The Federal Bureau of Investigation (FBI) and the General Services Administration (GSA) undermined the Trump transition team by violating a memorandum of understanding between the Trump transition team and the GSA – when they complied with requests from the FBI and special counsel Robert Mueller’s office to provide private records on members of Trump’s team, according to a Senate report released on Friday.
As Just the News notes:
The majority staff report from both the Senate Committee on Finance and the Committee on Homeland Security and Governmental Affairs claims that officials from both the FBI and Mueller’s office “secretly sought and received access to the private records of Donald J. Trump’s presidential transition team, Trump for America, Inc.”
“They did so,” the report continues, “despite the terms of a memorandum of understanding between the Trump transition team and the General Services Administration...—the executive agency responsible for providing services to both candidates’ transition teams—that those records were the transition team’s private property that would not be retained at the conclusion of the transition.”
According to the report, the GSA – without notifying the White House – reached out to the FBI following Michael Flynn’s resignation as national security adviser and offered to retain records from the Trump transition team in early 2017. The records compiled eventually made their way into Mueller’s office, according to the report.
“At bottom,” continues the report, “the GSA and the FBI undermined the transition process by preserving Trump transition team records contrary to the terms of the memorandum of understanding, hiding that fact from the Trump transition team, and refusing to provide the team with copies of its own records.”

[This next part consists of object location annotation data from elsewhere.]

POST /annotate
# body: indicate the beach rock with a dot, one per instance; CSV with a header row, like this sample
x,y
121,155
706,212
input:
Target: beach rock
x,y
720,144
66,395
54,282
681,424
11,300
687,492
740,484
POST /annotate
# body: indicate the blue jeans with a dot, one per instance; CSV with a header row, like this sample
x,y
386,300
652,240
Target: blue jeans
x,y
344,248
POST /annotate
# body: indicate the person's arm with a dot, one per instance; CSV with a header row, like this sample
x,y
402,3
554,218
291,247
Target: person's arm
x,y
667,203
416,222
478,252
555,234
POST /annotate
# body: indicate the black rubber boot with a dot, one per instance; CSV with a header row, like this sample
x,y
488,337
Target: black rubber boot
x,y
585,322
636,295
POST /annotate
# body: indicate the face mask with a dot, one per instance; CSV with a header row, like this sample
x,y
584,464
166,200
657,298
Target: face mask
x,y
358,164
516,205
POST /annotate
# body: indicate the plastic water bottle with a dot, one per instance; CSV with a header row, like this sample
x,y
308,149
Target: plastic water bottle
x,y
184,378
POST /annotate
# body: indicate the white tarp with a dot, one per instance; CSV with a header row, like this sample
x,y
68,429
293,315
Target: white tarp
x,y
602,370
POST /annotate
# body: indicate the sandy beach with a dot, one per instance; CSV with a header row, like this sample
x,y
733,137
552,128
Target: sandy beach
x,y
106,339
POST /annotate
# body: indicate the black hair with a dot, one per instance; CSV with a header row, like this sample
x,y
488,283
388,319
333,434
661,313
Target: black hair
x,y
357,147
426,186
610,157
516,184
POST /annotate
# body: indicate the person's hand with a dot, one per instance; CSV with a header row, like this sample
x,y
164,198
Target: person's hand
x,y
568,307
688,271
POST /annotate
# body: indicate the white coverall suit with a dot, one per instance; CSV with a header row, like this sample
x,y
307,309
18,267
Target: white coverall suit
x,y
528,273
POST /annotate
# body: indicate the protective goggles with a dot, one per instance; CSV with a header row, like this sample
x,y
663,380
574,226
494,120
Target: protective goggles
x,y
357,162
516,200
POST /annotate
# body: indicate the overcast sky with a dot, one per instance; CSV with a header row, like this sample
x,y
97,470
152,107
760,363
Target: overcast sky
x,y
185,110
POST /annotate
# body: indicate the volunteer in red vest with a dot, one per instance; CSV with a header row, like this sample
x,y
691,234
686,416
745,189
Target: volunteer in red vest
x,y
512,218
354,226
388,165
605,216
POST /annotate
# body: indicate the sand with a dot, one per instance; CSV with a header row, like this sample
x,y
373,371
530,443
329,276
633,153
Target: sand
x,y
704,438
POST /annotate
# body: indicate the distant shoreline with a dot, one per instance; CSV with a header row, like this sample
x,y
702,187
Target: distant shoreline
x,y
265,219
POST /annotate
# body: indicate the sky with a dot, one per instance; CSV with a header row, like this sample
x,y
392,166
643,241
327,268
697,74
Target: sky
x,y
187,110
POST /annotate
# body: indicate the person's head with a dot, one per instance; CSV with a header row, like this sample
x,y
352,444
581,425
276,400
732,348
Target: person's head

“These actions have called into question the GSA’s role as a neutral service provider, and those doubts have consequences,” the report reads. “Future presidential transition teams must have confidence that their use of government resources and facilities for internal communications and deliberations—including key decisions such as nominations, staffing, and significant policy changes—will not expose them to exploitation by third parties, including political opponents.”